July 2, 2013

Beside the point

Comment on Edward Fullbrook on 'Doctor X, “pure shit” and the Royal Society’s motto'


The Dr. X story is reminiscent of Joan Robinson: “Indeed, in the higher reaches of the profession, there was something of the atmosphere of the augurs touching their noses behind the altar. Amongst themselves, they admitted it was not really like that. But their pupils took it all literally. They formed an official opinion deeply influenced by the conception of equilibrium which could be relied upon to establish itself provided that no one tried to interfere.” (1972, p. 3)

Why are stories like these told and retold again? We know from history that conspiracy theories are stupid in the best case and harmful in all others. There is no excuse in the political realm to bring these kinds of arguments into circulation, much less so in scientific discourse. As Schumpeter put it:
“Remember: occasionally, it may be an interesting question to ask why a man says what he says; but whatever the answer, it does not tell us anything about whether what he says is true or false.” (Schumpeter, 1994, p. 11)

Yes, neoclassical economics is a failure. How can we be sure of it? Because neoclassicals themselves told us: “The enemies, on the other hand, have proved curiously ineffective and they have very often aimed their arrows at the wrong targets. Indeed if it is the case that today General Equilibrium Theory is in some disarray, this is largely due to the work of General Equilibrium theorists, and not to any successful assault from outside.” (Hahn, 1980, p. 127)

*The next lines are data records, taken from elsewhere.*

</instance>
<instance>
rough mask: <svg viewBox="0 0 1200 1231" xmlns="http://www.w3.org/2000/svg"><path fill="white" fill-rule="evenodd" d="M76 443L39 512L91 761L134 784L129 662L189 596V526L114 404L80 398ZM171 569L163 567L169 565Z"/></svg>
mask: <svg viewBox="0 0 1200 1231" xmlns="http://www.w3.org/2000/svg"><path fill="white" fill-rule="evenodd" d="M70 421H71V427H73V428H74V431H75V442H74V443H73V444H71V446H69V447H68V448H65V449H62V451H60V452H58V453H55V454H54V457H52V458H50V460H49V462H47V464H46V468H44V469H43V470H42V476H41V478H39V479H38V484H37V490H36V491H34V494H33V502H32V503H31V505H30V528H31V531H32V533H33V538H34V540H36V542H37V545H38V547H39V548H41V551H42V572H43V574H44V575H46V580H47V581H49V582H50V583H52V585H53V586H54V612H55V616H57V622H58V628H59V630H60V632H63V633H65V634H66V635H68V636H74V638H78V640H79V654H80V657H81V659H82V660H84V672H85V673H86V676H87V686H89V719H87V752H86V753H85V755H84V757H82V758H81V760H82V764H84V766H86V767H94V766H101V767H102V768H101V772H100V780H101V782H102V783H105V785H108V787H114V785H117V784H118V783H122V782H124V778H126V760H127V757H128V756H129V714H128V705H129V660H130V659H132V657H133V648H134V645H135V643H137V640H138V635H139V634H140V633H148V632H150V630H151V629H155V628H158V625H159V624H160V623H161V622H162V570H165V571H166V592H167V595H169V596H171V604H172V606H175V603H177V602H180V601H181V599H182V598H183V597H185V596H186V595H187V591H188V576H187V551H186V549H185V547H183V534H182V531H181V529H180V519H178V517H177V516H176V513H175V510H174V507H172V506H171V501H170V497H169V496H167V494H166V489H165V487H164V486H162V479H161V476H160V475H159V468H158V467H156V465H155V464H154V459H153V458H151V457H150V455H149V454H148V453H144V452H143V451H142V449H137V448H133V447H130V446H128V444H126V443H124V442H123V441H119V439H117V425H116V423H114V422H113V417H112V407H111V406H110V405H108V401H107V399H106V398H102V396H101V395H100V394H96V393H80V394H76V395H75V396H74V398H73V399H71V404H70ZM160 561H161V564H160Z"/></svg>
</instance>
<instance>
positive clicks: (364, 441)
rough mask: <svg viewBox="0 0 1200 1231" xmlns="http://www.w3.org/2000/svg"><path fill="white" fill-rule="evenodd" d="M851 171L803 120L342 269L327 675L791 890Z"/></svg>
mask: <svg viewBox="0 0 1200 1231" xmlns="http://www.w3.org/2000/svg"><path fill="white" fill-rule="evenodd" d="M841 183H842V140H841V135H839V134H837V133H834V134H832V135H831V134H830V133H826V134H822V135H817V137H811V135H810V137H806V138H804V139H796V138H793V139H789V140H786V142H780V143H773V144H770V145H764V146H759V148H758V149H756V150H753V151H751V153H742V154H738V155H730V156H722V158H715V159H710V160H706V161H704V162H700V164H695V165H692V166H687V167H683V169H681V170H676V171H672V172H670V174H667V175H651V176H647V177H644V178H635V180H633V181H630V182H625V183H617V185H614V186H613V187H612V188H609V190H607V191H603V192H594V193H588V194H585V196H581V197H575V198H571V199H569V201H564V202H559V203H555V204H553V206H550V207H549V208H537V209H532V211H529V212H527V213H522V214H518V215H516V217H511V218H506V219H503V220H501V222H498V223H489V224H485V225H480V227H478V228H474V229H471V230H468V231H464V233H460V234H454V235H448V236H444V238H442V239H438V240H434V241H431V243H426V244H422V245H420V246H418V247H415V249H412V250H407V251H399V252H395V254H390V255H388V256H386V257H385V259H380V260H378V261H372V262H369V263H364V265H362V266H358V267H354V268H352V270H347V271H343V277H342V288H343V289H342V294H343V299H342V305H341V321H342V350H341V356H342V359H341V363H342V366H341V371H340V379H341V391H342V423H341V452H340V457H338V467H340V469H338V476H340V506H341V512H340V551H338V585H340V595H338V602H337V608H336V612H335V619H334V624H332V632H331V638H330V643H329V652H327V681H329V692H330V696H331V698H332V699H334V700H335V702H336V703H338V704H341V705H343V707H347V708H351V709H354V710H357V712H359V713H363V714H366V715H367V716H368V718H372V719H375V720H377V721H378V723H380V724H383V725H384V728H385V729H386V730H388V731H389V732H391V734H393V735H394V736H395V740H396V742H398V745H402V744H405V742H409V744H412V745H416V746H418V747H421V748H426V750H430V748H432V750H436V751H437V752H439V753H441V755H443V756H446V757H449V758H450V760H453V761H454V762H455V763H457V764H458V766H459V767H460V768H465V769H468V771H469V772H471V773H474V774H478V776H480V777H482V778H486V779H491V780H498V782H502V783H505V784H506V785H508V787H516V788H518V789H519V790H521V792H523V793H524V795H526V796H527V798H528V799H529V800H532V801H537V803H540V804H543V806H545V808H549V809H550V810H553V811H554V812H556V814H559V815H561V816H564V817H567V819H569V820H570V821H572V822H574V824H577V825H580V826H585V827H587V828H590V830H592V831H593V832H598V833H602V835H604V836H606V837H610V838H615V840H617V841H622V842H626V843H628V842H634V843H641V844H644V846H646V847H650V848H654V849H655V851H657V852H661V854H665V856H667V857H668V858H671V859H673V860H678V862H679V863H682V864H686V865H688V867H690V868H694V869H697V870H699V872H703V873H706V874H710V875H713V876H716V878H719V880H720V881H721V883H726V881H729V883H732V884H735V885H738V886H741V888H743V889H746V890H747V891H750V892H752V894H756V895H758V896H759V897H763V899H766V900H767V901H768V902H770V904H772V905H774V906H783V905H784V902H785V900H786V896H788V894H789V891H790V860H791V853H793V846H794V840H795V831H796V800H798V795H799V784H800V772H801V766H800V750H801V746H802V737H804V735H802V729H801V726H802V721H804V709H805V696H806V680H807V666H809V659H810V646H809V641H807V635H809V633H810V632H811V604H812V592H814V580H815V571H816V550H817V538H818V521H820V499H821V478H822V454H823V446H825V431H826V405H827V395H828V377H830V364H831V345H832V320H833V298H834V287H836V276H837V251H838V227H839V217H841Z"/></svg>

Hence, neoclassicals stick to the scientific code of 'conjecture and refutation.' They have explicitly put forth hypotheses and followed their logic until the final conclusion of Sonnenschein-Mantel-Debreu.

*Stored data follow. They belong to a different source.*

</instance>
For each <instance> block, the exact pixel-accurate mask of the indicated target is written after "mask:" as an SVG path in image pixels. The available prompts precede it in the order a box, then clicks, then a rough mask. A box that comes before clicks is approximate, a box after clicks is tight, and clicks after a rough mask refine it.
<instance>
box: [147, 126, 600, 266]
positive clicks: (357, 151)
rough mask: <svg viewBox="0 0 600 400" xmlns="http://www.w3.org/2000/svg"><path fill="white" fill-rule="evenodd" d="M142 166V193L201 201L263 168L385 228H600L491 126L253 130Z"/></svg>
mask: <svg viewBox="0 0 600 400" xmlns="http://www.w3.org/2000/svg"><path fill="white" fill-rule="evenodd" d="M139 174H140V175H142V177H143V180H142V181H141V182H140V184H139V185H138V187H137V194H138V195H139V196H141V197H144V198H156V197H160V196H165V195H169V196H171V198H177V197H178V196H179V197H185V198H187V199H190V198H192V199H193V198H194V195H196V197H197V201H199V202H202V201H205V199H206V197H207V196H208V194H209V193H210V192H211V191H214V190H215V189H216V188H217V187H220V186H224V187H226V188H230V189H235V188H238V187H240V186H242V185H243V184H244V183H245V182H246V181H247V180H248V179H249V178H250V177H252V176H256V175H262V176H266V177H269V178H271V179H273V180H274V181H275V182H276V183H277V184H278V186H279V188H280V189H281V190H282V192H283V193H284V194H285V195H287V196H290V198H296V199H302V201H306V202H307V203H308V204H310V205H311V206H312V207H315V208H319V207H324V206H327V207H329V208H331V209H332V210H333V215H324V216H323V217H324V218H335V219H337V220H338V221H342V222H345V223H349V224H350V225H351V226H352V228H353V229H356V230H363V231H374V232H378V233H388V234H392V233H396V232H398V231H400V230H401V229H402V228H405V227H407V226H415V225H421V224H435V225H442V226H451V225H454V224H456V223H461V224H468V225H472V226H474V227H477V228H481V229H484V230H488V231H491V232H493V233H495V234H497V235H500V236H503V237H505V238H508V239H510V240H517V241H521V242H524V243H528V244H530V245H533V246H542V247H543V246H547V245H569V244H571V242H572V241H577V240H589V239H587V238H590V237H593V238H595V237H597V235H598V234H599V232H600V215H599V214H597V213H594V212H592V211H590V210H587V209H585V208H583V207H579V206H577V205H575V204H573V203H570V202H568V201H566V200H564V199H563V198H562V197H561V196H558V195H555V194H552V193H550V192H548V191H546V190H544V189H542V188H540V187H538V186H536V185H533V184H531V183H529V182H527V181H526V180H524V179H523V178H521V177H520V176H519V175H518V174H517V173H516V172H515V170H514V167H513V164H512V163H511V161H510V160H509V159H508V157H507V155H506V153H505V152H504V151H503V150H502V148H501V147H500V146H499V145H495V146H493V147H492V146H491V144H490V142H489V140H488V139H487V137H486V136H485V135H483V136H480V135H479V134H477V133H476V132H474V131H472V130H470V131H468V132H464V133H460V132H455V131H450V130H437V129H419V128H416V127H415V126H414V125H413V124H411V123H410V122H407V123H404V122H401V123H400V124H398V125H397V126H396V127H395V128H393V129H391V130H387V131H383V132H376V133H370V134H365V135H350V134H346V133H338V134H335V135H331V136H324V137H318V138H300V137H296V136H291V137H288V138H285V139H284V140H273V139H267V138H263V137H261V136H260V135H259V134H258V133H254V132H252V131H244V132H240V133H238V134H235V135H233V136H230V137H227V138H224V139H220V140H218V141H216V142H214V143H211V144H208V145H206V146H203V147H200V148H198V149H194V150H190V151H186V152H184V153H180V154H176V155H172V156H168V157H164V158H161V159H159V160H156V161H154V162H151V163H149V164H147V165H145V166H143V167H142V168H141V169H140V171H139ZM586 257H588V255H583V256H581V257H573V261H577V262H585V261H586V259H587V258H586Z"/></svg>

It is well known that science is a trial-and-error process. Therefore it is quite “legitimate” to put forth and defend a “wrong” theory because we cannot know in advance whether a theory is true or false.

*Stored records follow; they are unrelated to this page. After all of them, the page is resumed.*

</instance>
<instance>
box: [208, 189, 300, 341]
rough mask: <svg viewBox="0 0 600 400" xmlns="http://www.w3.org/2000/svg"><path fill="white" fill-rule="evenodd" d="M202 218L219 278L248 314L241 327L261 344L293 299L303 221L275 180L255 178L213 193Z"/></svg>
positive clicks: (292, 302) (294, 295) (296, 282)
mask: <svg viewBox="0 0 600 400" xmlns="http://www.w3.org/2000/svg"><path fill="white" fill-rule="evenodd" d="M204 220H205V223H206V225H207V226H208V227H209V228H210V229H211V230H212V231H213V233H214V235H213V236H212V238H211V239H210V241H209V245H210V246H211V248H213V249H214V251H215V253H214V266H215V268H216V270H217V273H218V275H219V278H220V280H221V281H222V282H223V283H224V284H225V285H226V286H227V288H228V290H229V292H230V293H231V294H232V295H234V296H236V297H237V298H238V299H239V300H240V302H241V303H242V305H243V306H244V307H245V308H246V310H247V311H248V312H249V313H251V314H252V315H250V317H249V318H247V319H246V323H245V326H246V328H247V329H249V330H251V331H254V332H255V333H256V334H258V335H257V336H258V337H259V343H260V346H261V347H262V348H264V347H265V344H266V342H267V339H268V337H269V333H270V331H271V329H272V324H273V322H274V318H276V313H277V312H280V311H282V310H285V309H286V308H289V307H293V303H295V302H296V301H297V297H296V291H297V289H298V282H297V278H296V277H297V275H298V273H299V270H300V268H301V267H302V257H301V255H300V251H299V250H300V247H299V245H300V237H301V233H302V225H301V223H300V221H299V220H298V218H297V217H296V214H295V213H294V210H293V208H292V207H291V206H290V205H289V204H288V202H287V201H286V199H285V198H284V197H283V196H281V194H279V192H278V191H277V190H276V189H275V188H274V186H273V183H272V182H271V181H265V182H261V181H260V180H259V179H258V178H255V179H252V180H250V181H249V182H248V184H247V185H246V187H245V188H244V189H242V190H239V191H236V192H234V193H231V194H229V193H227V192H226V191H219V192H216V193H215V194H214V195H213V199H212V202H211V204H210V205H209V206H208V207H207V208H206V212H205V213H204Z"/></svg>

The problem in economics is peculiar because we know that the standard theory as codified in the textbooks is wrong, but we had until now no alternative. Heterodoxy is since Veblen occupied with debunking. There is nothing wrong with this but, obviously, from this has not emerged a convincing alternative: “... we may say that the long-lasting success of our categories and the omnipresence of a certain point of view is not a sign of excellence or an indication that the truth or part of the truth has at last been found. It is, rather, the indication of a failure of reason to find suitable alternatives which might be used to transcend an accidental intermediate stage of our knowledge.” (Feyerabend, 2004, p. 72)

The provisional predominance of neoclassics in the classroom is neither due to scientific superiority nor to a conspiracy, but to a failure of reason to find a convincing alternative.

Egmont Kakarot-Handtke

Feyerabend, P. K. (2004). Problems of Empiricism. Cambridge: Cambridge University Press.
Hahn, F. H. (1980). General Equilibrium Theory. Public Interest. Special Issue: The Crisis in Economic Theory, 123–138.
Robinson, J. (1972). The Second Crisis of Economic Theory. American Economic Review, 62(1/2): 1–10. URL
Schumpeter, J. A. (1994). History of Economic Analysis. New York: Oxford University Press.